The apple's power to mask the pain of upset actually blotted the balance of the equation where another has free will and exploded the hatred of aggrievement  into ugliness.  In the story, the once beautiful dark-witch evolves into the pointed-chin, green woman as a quintessential black-magic  sorceress intent on destroying all who thwarted her happiness. The wizard in this presentation is the one who comes to understand his own failings and then to discover his personal sense of valor and risk.

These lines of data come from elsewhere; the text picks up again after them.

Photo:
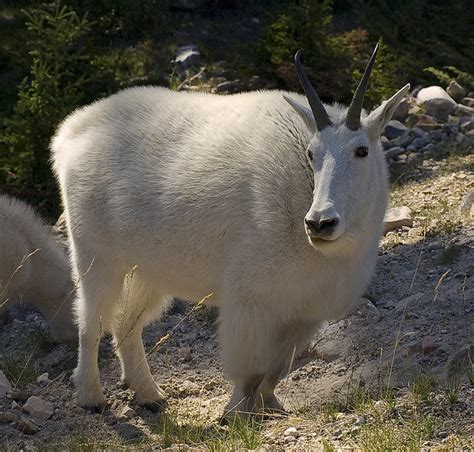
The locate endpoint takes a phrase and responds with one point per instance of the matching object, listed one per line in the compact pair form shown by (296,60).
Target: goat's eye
(362,151)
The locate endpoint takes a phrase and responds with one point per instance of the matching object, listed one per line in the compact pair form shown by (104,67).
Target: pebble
(127,413)
(291,431)
(39,408)
(26,426)
(397,217)
(6,417)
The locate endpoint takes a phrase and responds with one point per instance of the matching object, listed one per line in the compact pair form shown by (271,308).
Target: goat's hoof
(155,407)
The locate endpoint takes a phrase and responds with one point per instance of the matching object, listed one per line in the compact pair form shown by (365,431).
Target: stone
(396,217)
(460,138)
(455,90)
(461,363)
(127,413)
(26,426)
(419,142)
(189,388)
(438,103)
(404,140)
(394,152)
(227,86)
(291,431)
(467,125)
(394,129)
(468,101)
(428,148)
(187,56)
(39,408)
(5,385)
(43,379)
(417,132)
(464,110)
(428,345)
(402,110)
(7,417)
(185,354)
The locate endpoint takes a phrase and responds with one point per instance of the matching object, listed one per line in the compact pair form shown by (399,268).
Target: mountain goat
(34,270)
(275,212)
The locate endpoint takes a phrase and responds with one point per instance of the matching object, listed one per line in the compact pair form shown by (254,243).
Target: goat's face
(345,168)
(346,161)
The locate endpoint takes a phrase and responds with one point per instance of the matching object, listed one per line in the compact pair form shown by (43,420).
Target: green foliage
(422,33)
(44,98)
(449,73)
(334,62)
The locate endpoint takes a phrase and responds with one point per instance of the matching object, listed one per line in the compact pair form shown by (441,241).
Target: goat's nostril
(312,225)
(328,223)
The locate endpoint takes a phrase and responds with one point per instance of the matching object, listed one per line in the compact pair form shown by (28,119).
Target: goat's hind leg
(137,307)
(99,287)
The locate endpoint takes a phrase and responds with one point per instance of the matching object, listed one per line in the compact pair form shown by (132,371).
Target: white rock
(437,102)
(127,413)
(291,431)
(456,91)
(39,408)
(43,378)
(397,217)
(5,385)
(187,56)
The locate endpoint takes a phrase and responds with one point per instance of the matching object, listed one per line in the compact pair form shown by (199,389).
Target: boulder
(455,90)
(464,110)
(394,152)
(187,56)
(469,101)
(437,102)
(26,426)
(394,129)
(397,217)
(402,110)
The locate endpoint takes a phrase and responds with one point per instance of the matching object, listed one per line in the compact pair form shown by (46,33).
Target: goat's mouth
(323,240)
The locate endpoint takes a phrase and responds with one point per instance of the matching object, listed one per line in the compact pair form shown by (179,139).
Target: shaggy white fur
(44,279)
(207,193)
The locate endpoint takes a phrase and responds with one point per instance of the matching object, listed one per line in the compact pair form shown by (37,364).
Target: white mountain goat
(34,270)
(275,212)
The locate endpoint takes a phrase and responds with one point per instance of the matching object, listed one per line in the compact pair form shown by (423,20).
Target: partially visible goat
(278,214)
(34,270)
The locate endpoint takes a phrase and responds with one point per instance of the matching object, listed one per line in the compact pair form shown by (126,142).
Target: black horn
(319,112)
(355,109)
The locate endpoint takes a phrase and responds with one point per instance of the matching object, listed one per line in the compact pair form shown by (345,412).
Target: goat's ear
(304,112)
(378,119)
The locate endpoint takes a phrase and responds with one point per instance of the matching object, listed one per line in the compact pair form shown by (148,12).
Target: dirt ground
(416,325)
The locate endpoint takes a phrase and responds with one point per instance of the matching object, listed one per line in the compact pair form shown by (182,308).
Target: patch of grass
(240,433)
(398,434)
(450,254)
(451,391)
(19,369)
(422,387)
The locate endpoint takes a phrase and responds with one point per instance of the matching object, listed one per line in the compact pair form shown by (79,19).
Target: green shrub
(57,76)
(422,34)
(334,62)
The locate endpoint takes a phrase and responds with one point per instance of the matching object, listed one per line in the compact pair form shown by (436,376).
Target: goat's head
(346,159)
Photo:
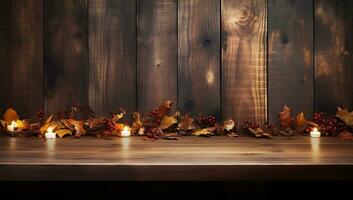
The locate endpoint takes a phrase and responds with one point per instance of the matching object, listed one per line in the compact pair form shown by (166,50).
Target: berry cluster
(60,115)
(206,121)
(249,124)
(109,125)
(328,125)
(153,112)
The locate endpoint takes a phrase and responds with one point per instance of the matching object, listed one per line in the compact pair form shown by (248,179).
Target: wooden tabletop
(189,158)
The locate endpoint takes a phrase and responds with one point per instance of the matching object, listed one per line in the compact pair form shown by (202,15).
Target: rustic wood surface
(199,57)
(333,54)
(244,35)
(112,55)
(65,54)
(21,56)
(157,58)
(189,158)
(290,58)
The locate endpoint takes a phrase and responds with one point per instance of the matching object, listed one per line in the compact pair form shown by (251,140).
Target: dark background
(177,190)
(230,58)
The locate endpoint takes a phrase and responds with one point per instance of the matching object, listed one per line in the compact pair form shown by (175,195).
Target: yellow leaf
(78,126)
(205,131)
(63,132)
(49,119)
(22,125)
(3,123)
(167,121)
(10,115)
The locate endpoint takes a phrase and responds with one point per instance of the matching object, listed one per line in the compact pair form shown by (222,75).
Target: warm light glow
(315,132)
(50,130)
(12,126)
(50,134)
(125,132)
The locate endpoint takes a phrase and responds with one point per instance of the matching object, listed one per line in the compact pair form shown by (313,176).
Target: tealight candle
(315,133)
(12,126)
(125,132)
(50,134)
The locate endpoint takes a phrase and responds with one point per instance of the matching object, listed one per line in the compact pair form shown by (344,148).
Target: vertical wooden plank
(333,54)
(290,57)
(244,48)
(66,54)
(21,60)
(157,58)
(199,57)
(112,55)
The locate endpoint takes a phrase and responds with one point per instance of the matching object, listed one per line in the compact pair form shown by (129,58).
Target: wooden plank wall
(290,57)
(243,59)
(21,55)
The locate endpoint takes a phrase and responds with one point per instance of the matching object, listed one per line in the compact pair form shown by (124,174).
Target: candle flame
(126,128)
(50,129)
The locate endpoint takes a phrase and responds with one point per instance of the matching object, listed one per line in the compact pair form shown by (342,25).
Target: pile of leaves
(161,123)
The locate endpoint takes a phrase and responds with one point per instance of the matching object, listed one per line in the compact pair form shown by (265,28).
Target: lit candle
(12,126)
(315,133)
(125,132)
(50,134)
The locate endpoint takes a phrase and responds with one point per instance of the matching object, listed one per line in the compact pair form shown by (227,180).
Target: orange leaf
(10,115)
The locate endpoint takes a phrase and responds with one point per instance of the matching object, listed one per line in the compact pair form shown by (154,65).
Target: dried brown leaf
(345,116)
(205,131)
(167,121)
(186,123)
(63,132)
(10,115)
(259,133)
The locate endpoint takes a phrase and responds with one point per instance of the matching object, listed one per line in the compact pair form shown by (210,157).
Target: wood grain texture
(199,57)
(157,58)
(334,54)
(189,158)
(290,57)
(21,60)
(66,54)
(244,48)
(112,55)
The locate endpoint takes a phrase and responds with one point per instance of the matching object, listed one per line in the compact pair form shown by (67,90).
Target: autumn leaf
(22,125)
(205,131)
(300,121)
(78,126)
(186,123)
(95,122)
(345,116)
(164,108)
(167,121)
(63,132)
(44,128)
(285,118)
(10,115)
(3,123)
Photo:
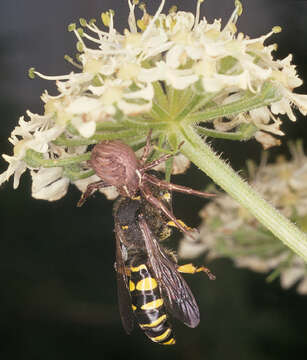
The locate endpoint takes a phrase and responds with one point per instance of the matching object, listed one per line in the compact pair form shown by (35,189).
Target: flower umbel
(175,74)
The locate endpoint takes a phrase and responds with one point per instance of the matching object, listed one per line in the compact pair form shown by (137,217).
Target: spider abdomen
(116,164)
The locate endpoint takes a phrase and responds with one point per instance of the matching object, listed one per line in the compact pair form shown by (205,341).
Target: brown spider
(117,165)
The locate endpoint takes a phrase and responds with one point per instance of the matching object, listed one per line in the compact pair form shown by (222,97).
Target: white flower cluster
(118,76)
(228,230)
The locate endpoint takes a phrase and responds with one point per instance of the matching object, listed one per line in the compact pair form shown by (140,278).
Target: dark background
(58,291)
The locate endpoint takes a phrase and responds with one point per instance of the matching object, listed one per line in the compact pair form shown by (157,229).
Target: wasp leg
(147,148)
(90,189)
(159,205)
(192,269)
(175,187)
(171,223)
(127,270)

The farther I move from my own discolored land of angst with a narcissistic spouse and his taker-clan, the more volitionally ready I am to believe in my accountability and sense that anything is possible.  For such a long time, I felt adrift and at a loss for the firm foundations of belief systems I once valued.  The "what if's" had disappeared from my thoughts and vocabulary and my dream-scape had become mundane.  Although I feel that my ex-spouse lay somewhere on the continuum between narcissism and psychopathy, it was I who allowed the persistently sustained sense of identity into which I had fallen.  I am getting off my broom and freely electing to drop not only any rose colored glasses, but blinders as well.

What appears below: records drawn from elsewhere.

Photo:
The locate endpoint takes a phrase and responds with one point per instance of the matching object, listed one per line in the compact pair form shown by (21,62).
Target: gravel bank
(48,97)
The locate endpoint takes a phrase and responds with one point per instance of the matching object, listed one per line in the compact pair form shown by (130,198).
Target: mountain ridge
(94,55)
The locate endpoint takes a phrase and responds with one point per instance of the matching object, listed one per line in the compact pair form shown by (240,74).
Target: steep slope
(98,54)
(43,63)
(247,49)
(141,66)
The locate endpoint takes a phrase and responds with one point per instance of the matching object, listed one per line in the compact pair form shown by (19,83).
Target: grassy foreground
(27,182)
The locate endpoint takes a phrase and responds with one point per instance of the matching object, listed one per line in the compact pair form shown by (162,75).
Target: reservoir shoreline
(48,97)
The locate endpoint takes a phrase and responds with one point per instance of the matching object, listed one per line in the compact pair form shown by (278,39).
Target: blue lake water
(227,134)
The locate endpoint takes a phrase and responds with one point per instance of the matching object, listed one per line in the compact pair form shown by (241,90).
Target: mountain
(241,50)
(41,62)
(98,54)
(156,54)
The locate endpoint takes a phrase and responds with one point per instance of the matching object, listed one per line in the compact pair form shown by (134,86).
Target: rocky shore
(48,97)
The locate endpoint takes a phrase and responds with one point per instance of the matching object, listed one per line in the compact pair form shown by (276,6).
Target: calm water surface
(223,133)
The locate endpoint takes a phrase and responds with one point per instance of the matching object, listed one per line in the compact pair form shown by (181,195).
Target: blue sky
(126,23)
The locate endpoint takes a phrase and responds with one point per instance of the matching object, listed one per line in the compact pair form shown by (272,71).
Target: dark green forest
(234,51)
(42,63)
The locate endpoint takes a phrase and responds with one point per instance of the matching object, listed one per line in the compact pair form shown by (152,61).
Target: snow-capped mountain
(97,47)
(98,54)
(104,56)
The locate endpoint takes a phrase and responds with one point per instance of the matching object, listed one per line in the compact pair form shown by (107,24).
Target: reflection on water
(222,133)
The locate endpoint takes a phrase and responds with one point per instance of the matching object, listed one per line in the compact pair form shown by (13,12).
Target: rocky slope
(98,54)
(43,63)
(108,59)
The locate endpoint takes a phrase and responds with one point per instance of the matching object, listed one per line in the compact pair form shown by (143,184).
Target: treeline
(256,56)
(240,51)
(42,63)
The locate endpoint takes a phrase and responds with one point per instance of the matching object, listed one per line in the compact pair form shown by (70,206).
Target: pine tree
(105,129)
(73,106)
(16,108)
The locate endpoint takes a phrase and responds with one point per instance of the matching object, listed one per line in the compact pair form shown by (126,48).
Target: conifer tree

I have just read Dr. Norman Vincent Peale's The Amazing Results of Positive Thinking.  What I might well have deemed innocently credulous not long ago, I now embrace as amazingly dynamic in the navigation of the principles of the suppositional question on a higher tone of imagination.  What happens if one "just believes" - in the face of all the thoughts and energies to the contrary?

It's a doorway.  Not into Oz, but into the appearance of probabilities.
"Are you the great man we've been waiting for?"
"I think I could be."

     James Allen sums it very well:
"The law of harvest is to reap more than you sow.
Sow an act and you reap a habit.
Sow a habit and you reap a character.
Sow a character and you reap a Destiny."